Saturday, August 19, 2006

edinburgh film festival 8/19

Paul Andrew Williams / UK / 2006 / 90 min
Lorraine Stanley, Georgia Groome, Johnny Harris, Sam Spruell, Nathan Constance, Alexander Morton, David Keeling, Jamie Kenna, Chloe Bale, Jack Deam


One of the discoveries of the year.
24 hours in the life of a prostitute and a young runaway, fleeing to Brighton in a desperate attempt to save their own lives. This bare-bones synopsis, however, does little to communicate the scale of Paul Andrew Williams' feature debut: its assurance, its cinematic élan, the steely conviction of its performances. And above all, its gritty verisimilitude. Avoiding most of the clichés of the dirty-realist Brit flick, refining instead an ensemble of credible, often contradictory characters, it's reminiscent of Mike Leigh's Naked in its vision of a debased demi-monde, its two heroines clinging to each other as they move through a world of violence, petty crime and revenge. For Williams, it's the first feature in what looks likely to be a notable career. Catch it here first.

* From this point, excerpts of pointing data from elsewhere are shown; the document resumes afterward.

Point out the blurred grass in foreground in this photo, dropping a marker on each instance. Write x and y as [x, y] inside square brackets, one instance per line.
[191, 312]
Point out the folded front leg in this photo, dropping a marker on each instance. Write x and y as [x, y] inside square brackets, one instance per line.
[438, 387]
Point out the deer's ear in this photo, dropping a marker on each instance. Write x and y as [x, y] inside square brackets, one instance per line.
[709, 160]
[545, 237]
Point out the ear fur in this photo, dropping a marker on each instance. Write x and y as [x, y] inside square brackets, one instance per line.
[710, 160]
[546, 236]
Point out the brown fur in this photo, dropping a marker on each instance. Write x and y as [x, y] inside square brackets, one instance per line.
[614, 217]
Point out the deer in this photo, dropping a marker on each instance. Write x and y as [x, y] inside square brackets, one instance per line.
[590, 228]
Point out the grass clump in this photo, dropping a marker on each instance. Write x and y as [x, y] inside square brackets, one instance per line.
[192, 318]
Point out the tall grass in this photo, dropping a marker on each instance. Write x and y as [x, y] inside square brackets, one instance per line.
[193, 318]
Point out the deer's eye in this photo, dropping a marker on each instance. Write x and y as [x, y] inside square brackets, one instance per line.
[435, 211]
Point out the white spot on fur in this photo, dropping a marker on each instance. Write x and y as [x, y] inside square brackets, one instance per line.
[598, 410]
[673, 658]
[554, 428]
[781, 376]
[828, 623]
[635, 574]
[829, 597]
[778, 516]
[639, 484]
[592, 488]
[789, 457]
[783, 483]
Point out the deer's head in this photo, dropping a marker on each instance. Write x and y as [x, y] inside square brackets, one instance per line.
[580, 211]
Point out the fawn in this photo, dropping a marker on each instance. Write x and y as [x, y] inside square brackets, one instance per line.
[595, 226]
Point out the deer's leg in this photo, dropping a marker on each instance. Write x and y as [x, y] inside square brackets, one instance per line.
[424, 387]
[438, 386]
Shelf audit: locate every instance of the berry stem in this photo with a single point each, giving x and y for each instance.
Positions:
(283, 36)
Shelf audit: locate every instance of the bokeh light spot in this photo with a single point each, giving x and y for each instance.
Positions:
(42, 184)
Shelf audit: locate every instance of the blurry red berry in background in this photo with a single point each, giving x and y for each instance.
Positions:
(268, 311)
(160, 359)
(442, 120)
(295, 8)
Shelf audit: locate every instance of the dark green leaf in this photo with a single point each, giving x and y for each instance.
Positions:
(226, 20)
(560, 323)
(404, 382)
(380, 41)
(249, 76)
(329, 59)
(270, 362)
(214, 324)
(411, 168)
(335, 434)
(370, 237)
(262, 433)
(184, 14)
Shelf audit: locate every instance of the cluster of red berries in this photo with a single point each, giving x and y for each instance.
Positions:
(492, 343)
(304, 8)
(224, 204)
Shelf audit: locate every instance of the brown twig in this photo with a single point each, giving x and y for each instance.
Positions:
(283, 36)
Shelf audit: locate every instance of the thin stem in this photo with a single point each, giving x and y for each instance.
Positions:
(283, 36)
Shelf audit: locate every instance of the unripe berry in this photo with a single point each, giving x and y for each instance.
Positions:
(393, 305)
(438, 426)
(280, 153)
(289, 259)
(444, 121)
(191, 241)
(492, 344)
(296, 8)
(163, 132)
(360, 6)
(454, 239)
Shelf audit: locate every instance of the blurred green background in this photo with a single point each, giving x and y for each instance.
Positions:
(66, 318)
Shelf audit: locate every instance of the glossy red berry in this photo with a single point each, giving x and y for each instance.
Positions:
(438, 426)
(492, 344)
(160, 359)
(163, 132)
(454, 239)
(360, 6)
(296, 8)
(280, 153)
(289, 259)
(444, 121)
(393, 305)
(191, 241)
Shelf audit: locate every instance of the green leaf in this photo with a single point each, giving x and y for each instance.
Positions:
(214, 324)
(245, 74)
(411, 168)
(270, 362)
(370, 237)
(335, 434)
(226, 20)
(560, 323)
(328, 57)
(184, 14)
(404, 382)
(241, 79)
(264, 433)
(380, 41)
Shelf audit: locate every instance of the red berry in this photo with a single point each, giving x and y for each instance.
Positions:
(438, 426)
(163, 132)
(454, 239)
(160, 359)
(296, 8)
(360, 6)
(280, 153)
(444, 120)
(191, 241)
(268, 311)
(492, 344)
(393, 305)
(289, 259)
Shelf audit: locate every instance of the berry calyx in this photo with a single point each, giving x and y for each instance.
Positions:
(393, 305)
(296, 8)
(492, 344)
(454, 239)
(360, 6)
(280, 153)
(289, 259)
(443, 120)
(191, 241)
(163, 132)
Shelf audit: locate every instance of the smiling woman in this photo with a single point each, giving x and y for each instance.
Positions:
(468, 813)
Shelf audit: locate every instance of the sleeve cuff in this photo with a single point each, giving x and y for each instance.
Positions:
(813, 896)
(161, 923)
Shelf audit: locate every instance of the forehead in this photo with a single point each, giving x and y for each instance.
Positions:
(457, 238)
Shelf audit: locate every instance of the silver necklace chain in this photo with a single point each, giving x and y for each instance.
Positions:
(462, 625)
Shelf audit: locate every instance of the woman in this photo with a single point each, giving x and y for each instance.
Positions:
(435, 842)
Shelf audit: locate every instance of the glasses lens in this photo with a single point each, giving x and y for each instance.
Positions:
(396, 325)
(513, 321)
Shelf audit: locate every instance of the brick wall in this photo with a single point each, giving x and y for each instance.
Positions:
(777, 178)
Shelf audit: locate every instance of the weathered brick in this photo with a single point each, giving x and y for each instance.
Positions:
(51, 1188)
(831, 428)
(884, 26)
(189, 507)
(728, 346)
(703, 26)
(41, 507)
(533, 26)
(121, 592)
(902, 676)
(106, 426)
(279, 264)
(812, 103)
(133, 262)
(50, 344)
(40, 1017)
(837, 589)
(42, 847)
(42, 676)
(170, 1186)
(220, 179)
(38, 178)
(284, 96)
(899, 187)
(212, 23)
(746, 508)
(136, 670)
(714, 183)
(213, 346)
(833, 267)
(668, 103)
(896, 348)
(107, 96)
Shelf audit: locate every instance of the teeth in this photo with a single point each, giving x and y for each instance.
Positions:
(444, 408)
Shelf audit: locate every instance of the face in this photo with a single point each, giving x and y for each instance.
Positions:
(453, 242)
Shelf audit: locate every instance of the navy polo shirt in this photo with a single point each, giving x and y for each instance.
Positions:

Yukinari Hanawa / Japan / 2006 / 115 min
Keisuke Koide, Aoi Miyazaki, Masaru Miyazaki, Rena Komine, Yu Emoto, Tadahiro Aoki, Yuya Matsuura


Retro romance meets gangland thriller in this stunning Japanese drama.
1960s Japan, and Misuzu, a high school student with a chaotic home life, finds a sanctuary with her brother Ryo and his friends - a group of nihilistic teenagers who spend their days hanging around bars and indulging in drugs and casual sex. But one of the youths - the ambitious, charismatic Kishi - wants more, and devises a plan to rob a bank van, and the group begin rehearsing the heist. Based on an allegedly autobiographical novel by Japanese writer Misuzu Nakahara (in which she claimed, almost four decades later, to have been involved in the legendary '300 Million Yen Affair', the never-solved December 1968 robbery that remains the largest criminal haul in Japanese history), this powerful widescreen saga is the finest Japanese drama of the year: a stunningly visualised elegy of life, and love, on the edge.